FreeRTOS+TCP: STM32H7 Support

PS. which DHCP option number do you propose to use for this?
DHCP option 50 (“Requested IP Address”) I assume?

Correct

Are you sure that option 50 may be used along with a DHCP DISCOVER message?
I just tried it, but it doesn’t seem to be honoured.

See in this PCAP file:
dhcp_discover.zip (316 Bytes)
My device asks for 192.168.2.16, but it gets x.x.x.15 offered.

EDIT : maybe we should try a REQUEST first, along with option 50. If that fails, start with a new DISCOVER ?

In our case, initialization dependency must wait for the blocked Ethernet before proceeding. It would be nice if we could tell Ethernet initialization to “please initialize and let me know when you’re done”

But this is FreeRTOS: while the IP-task is busy initialising the hardware and the IP-stack, you can initialise the LCD and show a splash screen. phyHandling will mostly be sleeping.

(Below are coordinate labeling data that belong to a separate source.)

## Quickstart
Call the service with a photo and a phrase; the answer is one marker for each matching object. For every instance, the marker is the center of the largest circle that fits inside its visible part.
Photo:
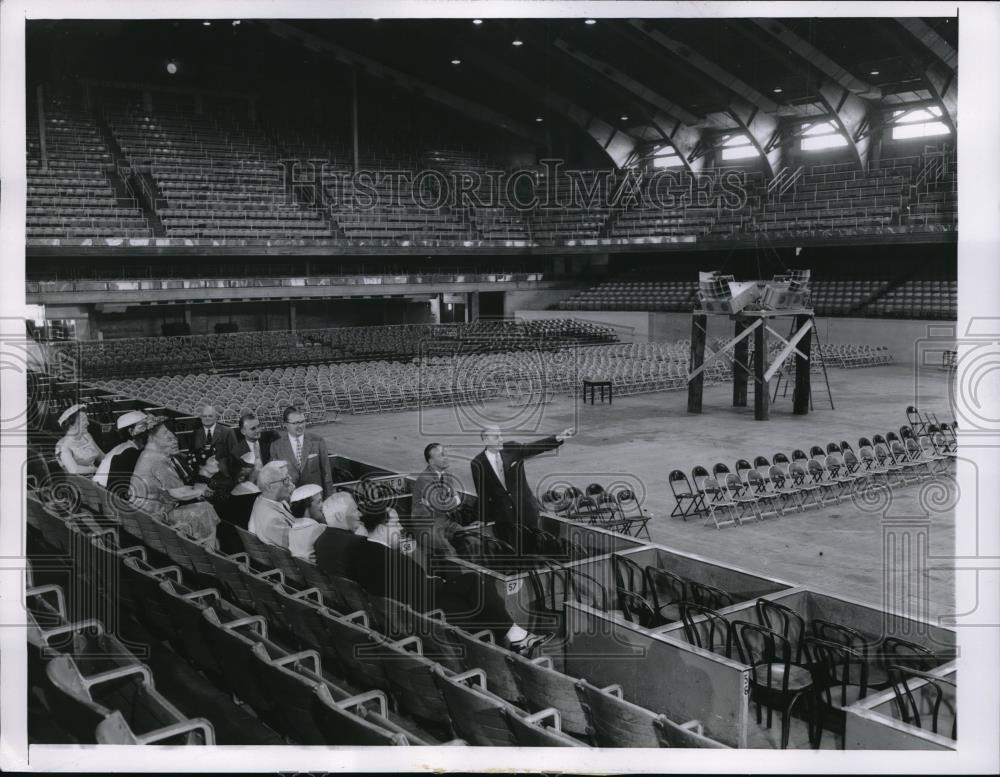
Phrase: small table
(598, 384)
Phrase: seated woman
(158, 490)
(236, 508)
(306, 504)
(77, 452)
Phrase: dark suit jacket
(122, 467)
(511, 501)
(222, 438)
(337, 552)
(238, 446)
(315, 464)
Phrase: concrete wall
(900, 336)
(637, 320)
(148, 321)
(534, 299)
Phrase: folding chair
(803, 484)
(721, 510)
(688, 501)
(632, 513)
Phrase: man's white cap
(68, 412)
(130, 418)
(307, 491)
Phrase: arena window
(738, 146)
(665, 157)
(918, 123)
(820, 135)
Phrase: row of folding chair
(617, 509)
(770, 487)
(653, 597)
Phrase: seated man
(467, 599)
(337, 548)
(270, 518)
(304, 504)
(436, 501)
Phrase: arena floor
(639, 439)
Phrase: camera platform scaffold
(754, 306)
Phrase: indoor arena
(578, 382)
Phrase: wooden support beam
(800, 399)
(745, 333)
(740, 356)
(696, 385)
(761, 394)
(789, 347)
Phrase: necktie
(498, 466)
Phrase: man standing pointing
(502, 487)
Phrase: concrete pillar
(800, 400)
(761, 394)
(740, 366)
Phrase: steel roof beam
(932, 40)
(754, 113)
(818, 59)
(673, 122)
(406, 82)
(617, 144)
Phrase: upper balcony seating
(71, 196)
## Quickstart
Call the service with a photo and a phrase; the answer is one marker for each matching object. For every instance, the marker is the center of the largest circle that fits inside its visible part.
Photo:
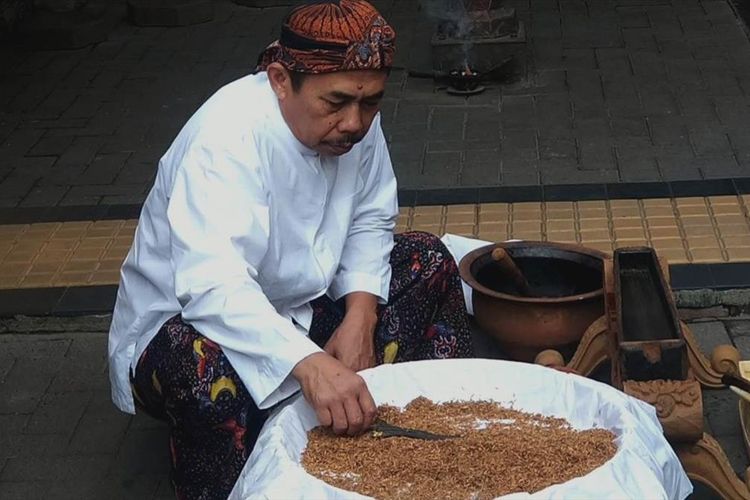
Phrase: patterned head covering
(324, 36)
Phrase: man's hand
(352, 342)
(339, 396)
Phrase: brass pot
(567, 282)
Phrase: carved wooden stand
(678, 403)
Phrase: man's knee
(423, 242)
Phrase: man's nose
(351, 122)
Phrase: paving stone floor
(60, 437)
(616, 90)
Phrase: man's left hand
(352, 343)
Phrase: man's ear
(280, 81)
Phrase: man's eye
(334, 104)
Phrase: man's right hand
(339, 396)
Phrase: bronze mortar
(567, 285)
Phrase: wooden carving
(706, 462)
(708, 372)
(678, 404)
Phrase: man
(264, 261)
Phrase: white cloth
(243, 227)
(645, 466)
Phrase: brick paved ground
(617, 90)
(60, 437)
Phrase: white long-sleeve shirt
(243, 227)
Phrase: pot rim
(464, 270)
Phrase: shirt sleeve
(364, 265)
(219, 221)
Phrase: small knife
(381, 428)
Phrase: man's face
(330, 112)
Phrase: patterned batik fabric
(184, 378)
(425, 317)
(328, 36)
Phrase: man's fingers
(368, 406)
(354, 416)
(324, 416)
(339, 425)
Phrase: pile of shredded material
(499, 451)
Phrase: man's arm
(219, 228)
(364, 272)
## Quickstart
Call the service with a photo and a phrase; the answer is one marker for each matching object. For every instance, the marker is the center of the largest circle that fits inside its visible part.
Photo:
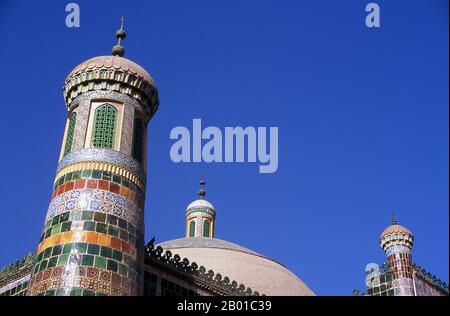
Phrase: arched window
(70, 132)
(192, 228)
(104, 126)
(138, 139)
(206, 228)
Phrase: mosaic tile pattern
(93, 228)
(104, 155)
(81, 126)
(92, 240)
(16, 288)
(95, 175)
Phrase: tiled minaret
(200, 216)
(397, 242)
(93, 238)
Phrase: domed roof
(395, 229)
(112, 62)
(241, 264)
(200, 203)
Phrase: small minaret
(200, 216)
(397, 242)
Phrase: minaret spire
(119, 50)
(202, 191)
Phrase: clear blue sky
(362, 116)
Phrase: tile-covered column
(92, 241)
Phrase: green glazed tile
(100, 262)
(87, 260)
(62, 260)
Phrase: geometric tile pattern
(92, 240)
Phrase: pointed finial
(394, 219)
(118, 50)
(202, 191)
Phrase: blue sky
(362, 116)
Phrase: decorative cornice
(112, 80)
(205, 279)
(101, 166)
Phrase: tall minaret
(93, 238)
(397, 242)
(200, 216)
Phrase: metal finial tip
(394, 219)
(202, 191)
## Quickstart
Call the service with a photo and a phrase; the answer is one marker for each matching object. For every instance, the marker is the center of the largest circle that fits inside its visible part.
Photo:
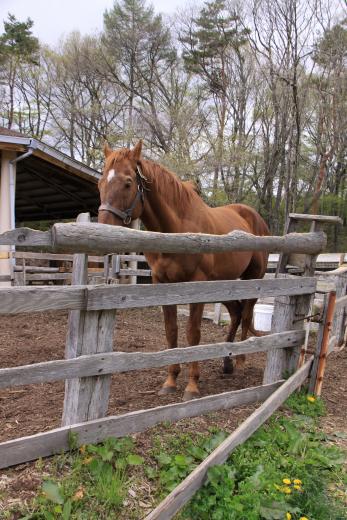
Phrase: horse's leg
(246, 323)
(171, 330)
(193, 337)
(234, 309)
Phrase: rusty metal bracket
(308, 318)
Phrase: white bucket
(263, 316)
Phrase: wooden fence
(90, 360)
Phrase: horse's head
(121, 186)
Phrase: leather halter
(126, 215)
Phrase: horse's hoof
(188, 396)
(228, 367)
(167, 390)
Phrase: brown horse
(132, 187)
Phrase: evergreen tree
(18, 46)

Have you studied phyHandling.c already?

It’s been so long that I don’t recall. I do recall, however, ST’s stm32F7xx_hal_eth.c file required certain modification relative to phy-specific calls, and it does have blocking delay loops. These are what I was referring to with respect to being “abysmal” :slight_smile:

In that case, I think that you will like the approach taken in phyHandling.c.

I do in fact allow the IP task to have a very high priority, and I suspected the sockets are actually getting closed. The example code on how to properly close a socket, however, states one should first call FreeRTOS_shutdown(.), where subsequent calls to FreeRTOS_recv(…) should eventually return FREERTOS_EINVAL ( a negative value ),

Ah yes, this is about the graceful closured of TCP sockets. Many developers get confused by shutdown() and write code llike this:

    if( recv() < 0 )
	{
	    /* The following call is useless because the
         * connection has already been shut down. */
	    shutdown( xSocket, SHUT_RDWR);
		close( xSocket );
		return;
	}

There are two situations:

  1. your device is a HTTP server, and it receives clients on port 80. It serves the client for ever until FreeRTOS_recv() tells that the connection is broken:
   BaseType_t rc = FreeRTOS_recv( xSocket, message, sizeof message, 0 );
   if( ( rc < 0 ) && ( rc != -pdFREERTOS_ERRNO_EWOULDBLOCK ) )
   {
       printf( "The connection is closed: %d\n", ( int ) rc );
       FreeRTOS_closesocket( xSocket );
       return;
   }
  1. Your device is connecting to a web site to store or to retrieve some data. When you are done you can just close your socket, or do a graceful closure of the connection. The latter is far preferred, because it cleans up resources at the peers’ system.
    Here is an example:
    /* Set the socket in shut-down-mode: */
    FreeRTOS_shutdown( xSocket, 0 );

    TickType_t xStartTime = xTaskGetTickCount();
    for( ;; )
    {
    TickType_t xEndTime = xTaskGetTickCount();

        if( ( xEndTime - xStartTime ) > pdMS_TO_TICKS( 1000U ) )
        {
    		/* Time-out waiting for the FIN+ACK. */
            break;
        }
        BaseType_t rc = FreeRTOS_recv( xSocket, ( const void * ) pcBuffer, sizeof pcBuffer, 0 );
        if( ( rc < 0 ) && ( rc != -pdFREERTOS_ERRNO_EWOULDBLOCK ) )
        {
            printf( "Connection gracefully closed\n" );
            break;
        }
    }

Make sure that the socket blocks in FreeRTOS_recv().

IP task to have a very high priority

I always recommend to assign:

  • higher : the task handling the EMAC
  • medium : the IP-task
  • lower : all tasks that make use of the IP-stack.

Tasks that do not use the IP-stack are free to choose any priority.

If you still find that the start-up splash screen is not fast enough, you can temporarily raise the priority of the task handling that. But the EMAC and PHY initialisation should not take too much CPU time.